When switching valves are used, it is almost always advantageous if only short capillary paths, that is to say short lengths of capillaries which guide the medium to be switched, are required between the relevant components. For example, when samples are guided in an eluent flow, it is advantageous if only short capillary paths have to be overcome, since the dispersion of the sample, that is to say the mixing of the sample with the eluent which is situated upstream and downstream of the sample in the flow path, is then low. In addition, the pressure loss in the relevant system is minimized by short capillary paths.
In order to make short capillary paths possible, it is advantageous or indispensable in many cases if the switching valve is constructed so as to be as compact as possible. As a result, the switching valve can be used in a space-saving and variable manner.

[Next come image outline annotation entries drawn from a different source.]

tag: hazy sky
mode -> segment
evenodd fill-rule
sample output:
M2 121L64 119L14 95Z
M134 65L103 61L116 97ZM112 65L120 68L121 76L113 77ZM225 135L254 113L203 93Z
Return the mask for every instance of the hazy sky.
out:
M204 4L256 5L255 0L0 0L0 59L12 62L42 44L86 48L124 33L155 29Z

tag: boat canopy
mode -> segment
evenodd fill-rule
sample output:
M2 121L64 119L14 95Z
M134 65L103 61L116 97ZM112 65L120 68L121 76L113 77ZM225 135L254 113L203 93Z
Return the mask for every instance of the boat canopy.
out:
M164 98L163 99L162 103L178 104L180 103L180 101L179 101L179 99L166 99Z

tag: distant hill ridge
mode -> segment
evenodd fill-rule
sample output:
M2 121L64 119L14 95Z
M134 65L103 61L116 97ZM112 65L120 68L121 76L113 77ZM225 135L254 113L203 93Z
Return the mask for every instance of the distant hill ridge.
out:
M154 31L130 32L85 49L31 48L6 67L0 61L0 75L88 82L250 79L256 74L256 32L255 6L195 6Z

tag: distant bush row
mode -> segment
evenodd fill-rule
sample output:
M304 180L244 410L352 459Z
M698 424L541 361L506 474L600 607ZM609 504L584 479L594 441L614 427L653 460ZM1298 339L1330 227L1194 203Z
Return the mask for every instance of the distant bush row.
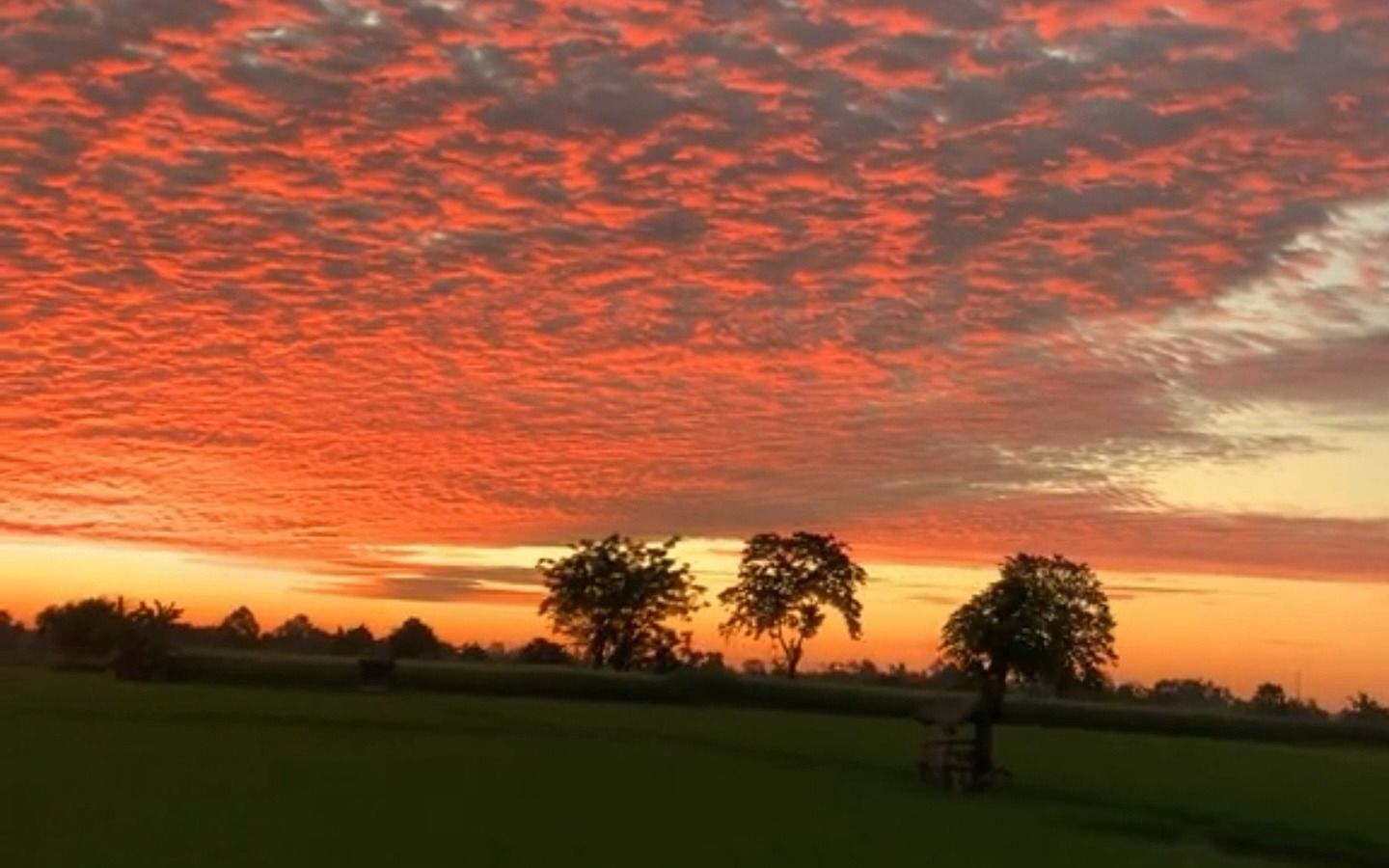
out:
M353 660L221 650L175 654L169 676L179 681L274 687L347 690L358 685L358 668ZM396 664L394 682L397 689L438 693L728 704L885 718L907 718L932 699L957 696L940 690L845 681L739 675L715 668L688 668L658 675L589 667L457 661L400 661ZM1004 722L1285 743L1389 746L1389 726L1368 721L1279 718L1236 710L1161 708L1028 696L1020 696L1008 704Z
M136 618L142 607L144 614ZM151 619L156 611L165 612L164 621ZM776 675L775 667L763 661L745 662L739 676L718 653L685 650L664 671L617 674L574 665L576 661L564 646L544 637L513 649L500 643L451 646L417 618L376 637L364 625L328 631L307 615L261 631L246 607L217 626L182 624L176 617L172 607L129 607L121 600L97 597L49 607L35 631L0 611L0 656L49 657L68 665L117 669L119 646L125 642L125 669L118 674L128 678L343 689L357 686L358 658L389 657L419 661L397 668L396 683L406 689L633 701L707 700L885 717L911 714L931 694L972 690L965 672L942 664L913 671L904 664L878 667L870 660L838 662L806 672L804 683L783 683L771 678ZM139 636L143 639L136 640ZM136 649L133 657L131 649ZM143 661L135 665L138 657ZM663 674L664 679L653 678ZM1086 690L1064 701L1022 687L1007 719L1240 737L1260 737L1267 731L1267 737L1286 740L1324 737L1331 715L1313 703L1288 697L1276 685L1263 685L1242 700L1208 681L1163 679L1151 686L1125 683ZM1360 693L1333 724L1338 733L1358 726L1379 733L1368 740L1382 739L1389 708Z

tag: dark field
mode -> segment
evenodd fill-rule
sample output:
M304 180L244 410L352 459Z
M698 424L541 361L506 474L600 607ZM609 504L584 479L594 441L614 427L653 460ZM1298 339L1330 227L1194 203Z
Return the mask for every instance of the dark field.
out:
M1389 751L0 668L14 865L1389 865Z

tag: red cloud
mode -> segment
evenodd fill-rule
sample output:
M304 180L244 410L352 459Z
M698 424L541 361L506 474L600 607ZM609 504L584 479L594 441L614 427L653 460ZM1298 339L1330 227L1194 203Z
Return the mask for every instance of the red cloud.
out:
M1233 361L1078 337L1389 197L1383 4L1183 10L11 3L3 526L331 561L806 522L1382 574L1382 522L1093 494L1300 447L1183 393L1389 393L1374 328Z

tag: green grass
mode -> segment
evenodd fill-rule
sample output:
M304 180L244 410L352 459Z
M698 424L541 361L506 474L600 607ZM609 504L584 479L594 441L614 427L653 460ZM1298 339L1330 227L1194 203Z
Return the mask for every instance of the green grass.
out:
M40 865L1389 865L1389 751L0 668L0 840Z
M347 657L203 650L178 654L171 675L181 681L246 686L353 689L357 685L357 661ZM657 676L593 671L585 667L497 662L401 661L397 683L413 690L443 693L628 703L720 703L886 718L911 717L921 703L932 696L904 687L814 679L788 682L783 678L747 678L728 672L676 671L672 675ZM1011 724L1032 726L1389 747L1389 726L1257 717L1236 711L1010 697L1006 715Z

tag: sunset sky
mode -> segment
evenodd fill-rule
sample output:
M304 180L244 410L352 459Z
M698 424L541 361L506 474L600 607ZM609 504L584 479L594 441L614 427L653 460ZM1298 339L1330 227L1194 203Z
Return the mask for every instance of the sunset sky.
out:
M813 661L1061 551L1120 678L1389 699L1389 3L0 0L0 608L799 528Z

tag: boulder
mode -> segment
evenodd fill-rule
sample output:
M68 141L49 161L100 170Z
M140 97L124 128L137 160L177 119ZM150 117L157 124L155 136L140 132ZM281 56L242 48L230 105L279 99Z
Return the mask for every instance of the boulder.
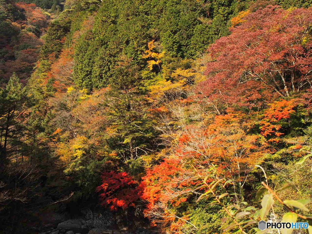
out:
M89 231L88 234L113 234L113 231L104 228L93 228Z
M80 219L70 219L64 221L57 225L57 228L60 229L80 229L84 224L82 220Z

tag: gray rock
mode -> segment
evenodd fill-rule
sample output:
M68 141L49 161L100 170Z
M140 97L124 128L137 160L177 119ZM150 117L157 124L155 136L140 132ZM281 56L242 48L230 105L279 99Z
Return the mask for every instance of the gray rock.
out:
M89 231L88 234L112 234L113 231L104 228L93 228Z
M57 228L60 229L80 229L83 224L81 220L70 219L59 223Z

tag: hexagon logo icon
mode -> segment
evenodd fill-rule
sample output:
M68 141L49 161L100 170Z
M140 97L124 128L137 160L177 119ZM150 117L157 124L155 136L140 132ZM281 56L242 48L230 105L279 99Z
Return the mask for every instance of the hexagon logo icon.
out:
M265 221L261 220L259 223L259 229L263 231L266 228L266 222Z

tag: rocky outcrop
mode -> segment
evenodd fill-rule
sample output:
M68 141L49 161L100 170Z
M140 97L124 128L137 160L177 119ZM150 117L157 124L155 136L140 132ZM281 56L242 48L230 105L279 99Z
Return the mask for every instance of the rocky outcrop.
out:
M64 221L57 225L60 229L81 229L84 228L85 222L81 219L70 219Z
M104 228L93 228L91 229L88 234L113 234L111 230L107 230Z

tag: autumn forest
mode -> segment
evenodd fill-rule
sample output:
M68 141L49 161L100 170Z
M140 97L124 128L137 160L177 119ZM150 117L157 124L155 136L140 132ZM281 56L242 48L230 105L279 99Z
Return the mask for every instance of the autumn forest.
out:
M311 0L0 0L0 234L312 234L311 156Z

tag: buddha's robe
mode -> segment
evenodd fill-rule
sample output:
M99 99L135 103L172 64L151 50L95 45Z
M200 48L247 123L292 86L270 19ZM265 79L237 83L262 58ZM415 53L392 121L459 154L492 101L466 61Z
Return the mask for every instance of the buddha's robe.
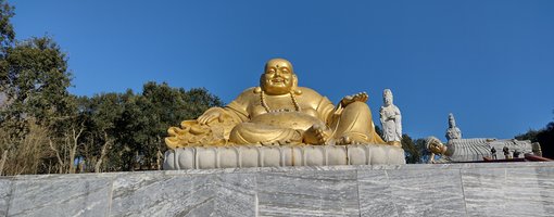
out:
M297 111L290 94L264 94L270 111L262 104L262 93L255 88L243 91L225 106L228 115L239 123L230 131L229 142L254 143L301 143L302 135L314 125L325 126L332 131L331 139L351 137L365 143L385 143L375 132L372 112L366 103L354 102L347 107L335 108L326 98L310 88L298 87L295 94L300 107Z

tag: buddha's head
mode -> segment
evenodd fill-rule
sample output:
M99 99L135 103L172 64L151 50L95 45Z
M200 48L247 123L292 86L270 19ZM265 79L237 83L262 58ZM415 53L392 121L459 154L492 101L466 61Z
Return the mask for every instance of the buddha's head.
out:
M298 84L292 64L285 59L272 59L265 64L260 86L267 94L286 94L294 90Z
M382 91L382 101L385 103L385 106L389 106L392 104L392 92L390 89L385 89Z

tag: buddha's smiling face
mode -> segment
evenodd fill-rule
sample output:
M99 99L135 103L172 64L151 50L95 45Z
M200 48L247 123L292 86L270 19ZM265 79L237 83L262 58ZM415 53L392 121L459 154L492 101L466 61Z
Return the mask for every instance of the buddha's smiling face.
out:
M286 94L292 90L295 75L292 64L284 59L273 59L265 65L261 86L267 94Z

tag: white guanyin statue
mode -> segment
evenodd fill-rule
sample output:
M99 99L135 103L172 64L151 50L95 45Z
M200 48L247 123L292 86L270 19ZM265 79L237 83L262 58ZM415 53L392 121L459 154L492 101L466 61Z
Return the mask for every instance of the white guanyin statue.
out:
M402 146L402 116L399 107L392 103L390 89L382 91L383 106L380 110L383 140L392 145Z
M462 130L456 127L456 119L452 113L449 114L449 129L446 129L446 139L462 139Z

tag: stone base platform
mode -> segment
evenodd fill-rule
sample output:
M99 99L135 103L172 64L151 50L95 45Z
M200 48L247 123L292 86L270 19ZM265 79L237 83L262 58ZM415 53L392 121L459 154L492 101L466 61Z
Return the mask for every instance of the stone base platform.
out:
M236 145L169 150L164 169L401 164L405 164L404 150L392 145Z

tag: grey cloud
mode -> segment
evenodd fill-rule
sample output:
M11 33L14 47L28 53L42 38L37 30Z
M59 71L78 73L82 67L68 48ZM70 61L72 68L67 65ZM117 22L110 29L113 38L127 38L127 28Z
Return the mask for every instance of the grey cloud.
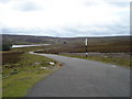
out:
M40 10L41 8L33 2L22 2L18 4L15 9L20 11L34 11Z

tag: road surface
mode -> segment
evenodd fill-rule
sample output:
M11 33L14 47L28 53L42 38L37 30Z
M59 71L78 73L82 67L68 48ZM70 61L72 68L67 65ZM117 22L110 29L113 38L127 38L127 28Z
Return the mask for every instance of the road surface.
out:
M130 96L129 68L58 55L38 55L56 59L65 66L37 82L26 97Z

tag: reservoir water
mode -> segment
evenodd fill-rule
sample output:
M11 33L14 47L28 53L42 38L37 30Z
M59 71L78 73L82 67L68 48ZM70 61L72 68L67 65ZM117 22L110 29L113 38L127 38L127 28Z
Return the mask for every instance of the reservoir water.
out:
M32 45L12 45L12 47L30 47L30 46L44 46L50 44L32 44Z

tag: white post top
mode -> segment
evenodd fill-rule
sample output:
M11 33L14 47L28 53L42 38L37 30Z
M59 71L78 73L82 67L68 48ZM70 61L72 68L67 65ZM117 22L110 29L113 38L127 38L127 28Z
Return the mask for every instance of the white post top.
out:
M87 45L88 40L86 38L86 45Z

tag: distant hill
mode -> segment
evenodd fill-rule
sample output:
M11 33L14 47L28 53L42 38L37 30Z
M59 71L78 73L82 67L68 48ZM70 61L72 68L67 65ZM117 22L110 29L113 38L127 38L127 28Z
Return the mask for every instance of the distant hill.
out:
M3 44L58 44L59 52L85 52L86 37L52 37L2 34ZM90 52L130 52L130 36L87 37ZM57 50L58 50L57 48ZM57 52L56 50L56 52ZM55 50L54 50L55 51Z

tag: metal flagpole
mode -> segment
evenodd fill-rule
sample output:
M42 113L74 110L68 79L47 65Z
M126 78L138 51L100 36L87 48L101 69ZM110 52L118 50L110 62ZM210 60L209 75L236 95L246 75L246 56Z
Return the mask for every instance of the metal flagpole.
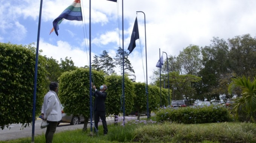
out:
M160 48L159 48L159 63L160 64L160 107L162 106L162 95L161 94L161 68L162 67L162 66L161 65L161 57L160 57Z
M34 91L33 92L33 111L32 117L32 136L31 142L34 142L35 139L35 104L37 94L37 68L38 60L38 49L39 49L39 40L40 39L40 29L41 26L41 17L42 15L42 6L43 0L40 3L39 11L39 20L38 20L38 28L37 31L37 52L35 56L35 77L34 77Z
M93 123L92 123L92 89L91 89L91 0L90 0L90 12L89 16L89 59L90 59L90 65L89 65L89 76L90 76L90 128L91 128L91 135L93 134Z
M147 94L147 116L148 119L149 118L149 111L148 108L148 67L147 65L147 40L146 35L146 16L145 14L142 11L136 11L136 12L142 12L144 15L144 24L145 27L145 49L146 49L146 93Z
M122 38L123 38L123 83L122 84L122 90L123 91L123 125L125 125L125 68L124 68L124 50L123 49L123 0L122 1Z
M169 69L168 68L168 56L167 56L167 53L164 52L163 52L163 53L165 53L166 54L166 60L167 62L167 75L168 76L168 91L169 92L169 99L168 99L168 101L169 102L169 106L170 105L170 84L169 84Z

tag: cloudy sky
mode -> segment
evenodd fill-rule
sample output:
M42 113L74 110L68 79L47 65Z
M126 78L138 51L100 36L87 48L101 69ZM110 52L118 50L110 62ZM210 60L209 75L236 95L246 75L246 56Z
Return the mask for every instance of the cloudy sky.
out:
M59 36L50 31L52 21L73 2L72 0L44 0L39 49L41 55L71 57L78 67L88 65L89 0L82 0L83 21L64 20ZM106 50L115 58L122 47L122 1L91 2L91 55ZM40 0L0 0L0 42L36 47ZM177 56L190 44L209 46L213 37L227 40L235 36L256 33L256 1L254 0L123 0L124 48L127 50L136 17L140 39L129 55L137 77L145 82L146 60L144 15L146 29L148 74L149 77L162 52ZM142 51L142 52L141 52ZM163 55L164 59L166 55ZM144 67L143 67L144 66ZM144 70L143 70L144 68ZM117 73L120 70L117 68Z

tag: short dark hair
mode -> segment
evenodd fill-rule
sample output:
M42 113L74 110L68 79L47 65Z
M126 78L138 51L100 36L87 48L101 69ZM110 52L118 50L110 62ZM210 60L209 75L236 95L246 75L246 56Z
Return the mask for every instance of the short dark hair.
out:
M50 90L55 91L56 90L56 88L58 88L58 82L52 82L50 84L50 85L49 85L49 87L50 88Z
M107 89L108 89L108 87L107 86L107 85L105 84L104 84L102 85L103 85L104 87L105 87L105 90L107 90Z

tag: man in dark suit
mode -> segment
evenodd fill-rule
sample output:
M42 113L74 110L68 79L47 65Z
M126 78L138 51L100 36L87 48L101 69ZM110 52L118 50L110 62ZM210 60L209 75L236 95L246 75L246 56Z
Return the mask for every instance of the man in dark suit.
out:
M104 84L100 87L101 90L99 91L96 89L95 85L93 86L93 88L95 91L93 93L93 96L95 97L94 104L93 104L93 111L94 113L94 123L95 128L94 132L96 133L98 132L98 123L99 117L102 120L103 125L103 133L104 135L108 133L108 127L106 121L106 109L105 108L105 100L107 97L107 93L106 90L108 87L106 85Z

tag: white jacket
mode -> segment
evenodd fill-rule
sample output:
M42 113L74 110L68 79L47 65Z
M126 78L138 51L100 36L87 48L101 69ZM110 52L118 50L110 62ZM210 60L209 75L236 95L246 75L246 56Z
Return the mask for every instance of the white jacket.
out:
M44 118L49 121L58 122L61 120L61 105L56 93L50 90L44 96L41 113Z

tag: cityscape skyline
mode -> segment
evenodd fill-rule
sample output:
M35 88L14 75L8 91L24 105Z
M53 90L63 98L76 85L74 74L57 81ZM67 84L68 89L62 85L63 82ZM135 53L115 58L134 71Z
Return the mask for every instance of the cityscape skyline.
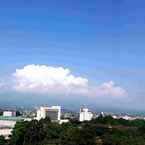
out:
M144 4L1 2L0 105L145 111Z

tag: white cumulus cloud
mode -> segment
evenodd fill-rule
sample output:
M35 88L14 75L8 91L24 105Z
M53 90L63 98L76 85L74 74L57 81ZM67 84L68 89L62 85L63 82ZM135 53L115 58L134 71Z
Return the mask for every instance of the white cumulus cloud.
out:
M113 81L93 86L84 77L75 76L70 69L46 65L26 65L13 74L17 91L45 92L87 96L125 96L127 92Z

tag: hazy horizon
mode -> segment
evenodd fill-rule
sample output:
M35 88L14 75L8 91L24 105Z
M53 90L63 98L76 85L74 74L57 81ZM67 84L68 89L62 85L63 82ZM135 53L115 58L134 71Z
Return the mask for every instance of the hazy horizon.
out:
M0 105L145 111L144 4L2 1Z

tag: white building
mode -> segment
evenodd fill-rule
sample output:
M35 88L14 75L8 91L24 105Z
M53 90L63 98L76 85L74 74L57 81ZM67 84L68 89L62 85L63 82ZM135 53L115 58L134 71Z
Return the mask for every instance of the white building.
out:
M51 106L43 107L41 106L37 110L37 120L44 119L49 117L52 121L60 121L61 119L61 107L60 106Z
M16 112L15 111L4 111L3 116L6 116L6 117L16 116Z
M90 121L93 118L93 113L89 111L88 108L80 109L79 121Z

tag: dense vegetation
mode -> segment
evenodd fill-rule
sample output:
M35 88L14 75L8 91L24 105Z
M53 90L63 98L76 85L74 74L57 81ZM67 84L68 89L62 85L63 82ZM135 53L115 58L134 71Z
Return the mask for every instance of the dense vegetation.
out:
M145 121L99 117L59 125L49 118L17 122L10 140L0 145L145 145Z

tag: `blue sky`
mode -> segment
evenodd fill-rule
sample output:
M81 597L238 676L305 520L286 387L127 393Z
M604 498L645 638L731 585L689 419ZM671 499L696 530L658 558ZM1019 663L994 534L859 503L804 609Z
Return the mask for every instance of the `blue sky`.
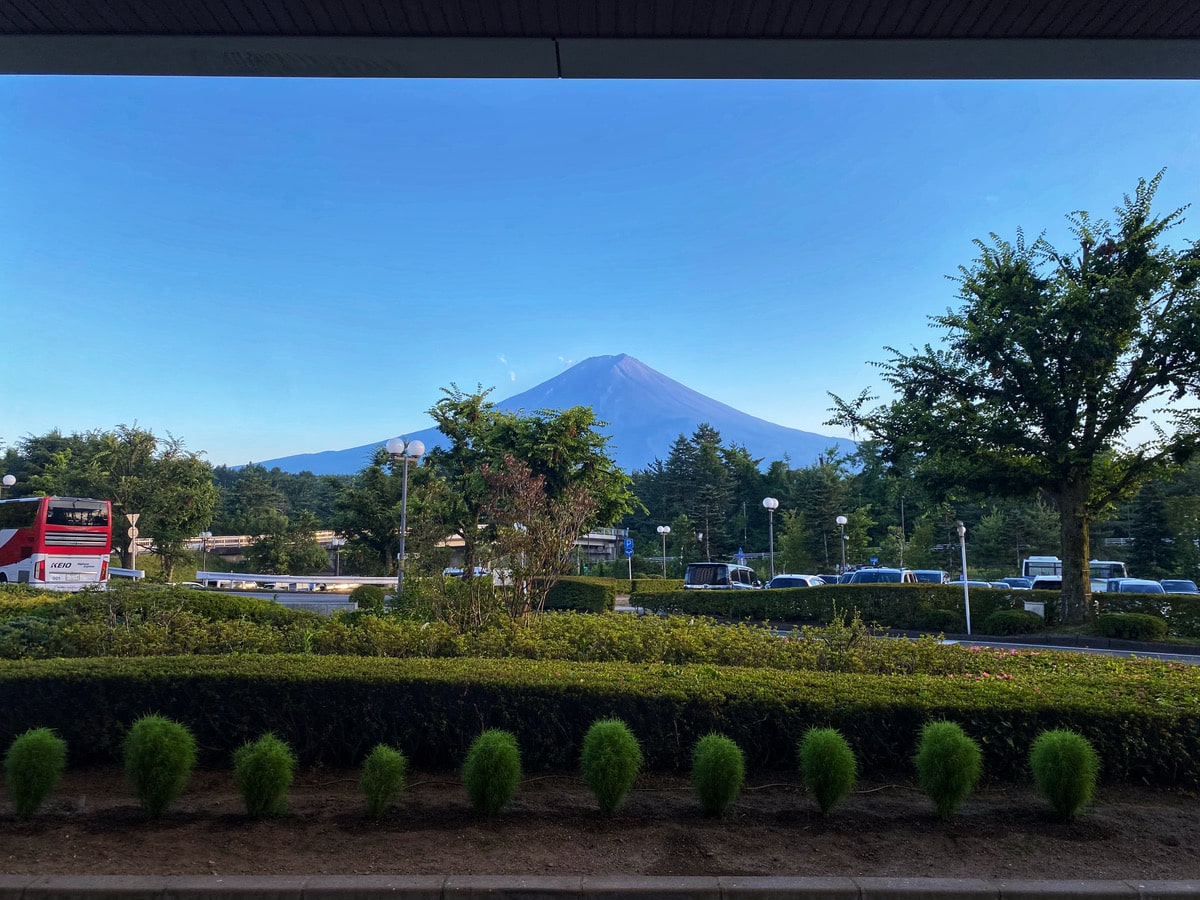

Despite a compact construction, it goes without saying that a switching valve of this type also has to ensure precise and reproducible positioning of the moving parts which guide the medium to be switched.
Switching valves, as used for introducing a sample into the fluid stream, normally have a stator in which there are provided multiple connection ports for the supply and discharge of the fluid to and from the switching valve. The ports are connected via ducts to opening cross sections which are formed on a switching surface of the stator, for example in the face side of a substantially cylindrical stator element. The rotor likewise has a switching surface which interacts with the switching surface of the stator, wherein in the switching surface of the rotor there are formed grooves which serve to connect certain opening cross sections and/or ports of the stator to one another as a function of two or more switching positions. Here, the rotor and the stator must be pressed against one another with an adequately high pressing force in order to attain a sealing action in the plane of the switching surfaces even in the case of high pressures such as arise in liquid chromatography, in particular HPLC.
Such switching valves are described for example in WO 2009/101695 A1 or US 2010/0281959 A1.